My November

blackwhite
(Sizilien, Nov 2009)

Im November weht oft ein Wind durch die Straßen, wenn die Bäume am Straßenrand die letzten Blätter verlieren und die Kälte den Menschen das Gesicht verzieht. Nichts greifbares, nichts das sie festhalten können oder gar weiterschieben. Sie retten sich ins Warme, verrammeln die Fenster und lauschen, während der Sturm bedrohlich an den Schallosien rüttelt. Und die Bäume – sie schwingen panisch hin und her, als wollen sie sich davor schützen. Man sieht es, wenn man die Augen schließt – nur eine Ahnung, ein Bauchgefühl. Und ich schlafe nie, schließe nur die Augen, aber sehe nicht weg, kann es nicht. Denn es ist schon wieder ein Jahr vergangen und es hört nicht auf, weil man es loslassen müsste.

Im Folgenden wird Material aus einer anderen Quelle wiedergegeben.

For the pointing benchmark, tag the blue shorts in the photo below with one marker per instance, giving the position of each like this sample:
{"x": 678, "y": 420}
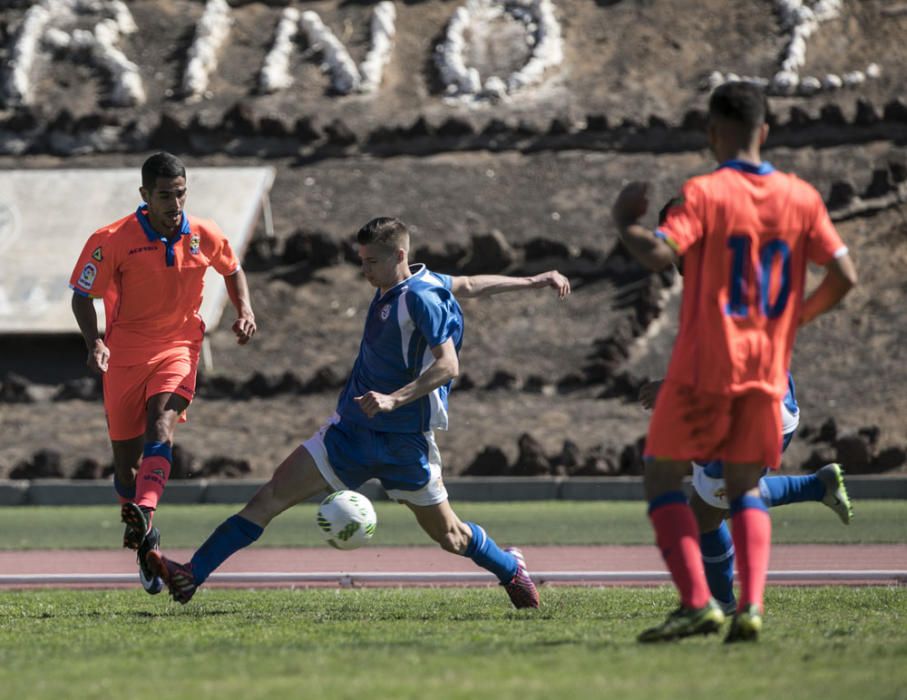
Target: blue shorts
{"x": 408, "y": 465}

Und immer sitzt die Melancholie in mir drin, grau und schwer und weiß genau, dass ich gegen November nicht ankommen kann. Jedes Mal erneut und jedes Mal gleich. Wenn du weißt, dass du dein ganzes Leben lang nicht von diesem einen Menschen loskommen wirst, obwohl es vielleicht längst vorbei ist, dann fühlt sich das ähnlich an. Und wenn dann das Grau der Stadt immer größer wird, obwohl es mir nie als Grau erscheint, dann braucht man diesen Menschen, von dem man sagen kann, dass man ihn hat. Wenn du jemanden hast, den du in und auswendig kennst und der dir deine Gedanken ausspricht, noch bevor du den Mund öffnen kannst. Einen Menschen, der genau weiß, wie du aussiehst, wenn du morgens ungeschminkt und mit verwuschelten Haaren aufwachst und der weiß, wie deine Stimme dann klingt und der gar nicht mehr sieht, dass es nicht perfekt ist. Dieser Jemand, der den Geruch deiner Haare auswendig kennt und den deiner Kniekehlen, genau wie den Geschmack deines Blutes, der weiß wie du vor Freude Tränen lachen kannst und wie du ausflippst, wenn dir etwas nicht passt. Der Mensch, der deine Träume versteht und sie teilen kann oder dir zumindest genug Platz dafür lässt. Der Mensch, der mit geschlossenen Augen jedes Detail deines Körpers in Gedanken zeichnen kann, und der dich aushält, egal was passiert. Der Mensch, der die Bäume draußen beruhigt und den Wind und das trübe Grau verschwinden lässt, sei es auch nur durch Trennung in schwarz und weiß.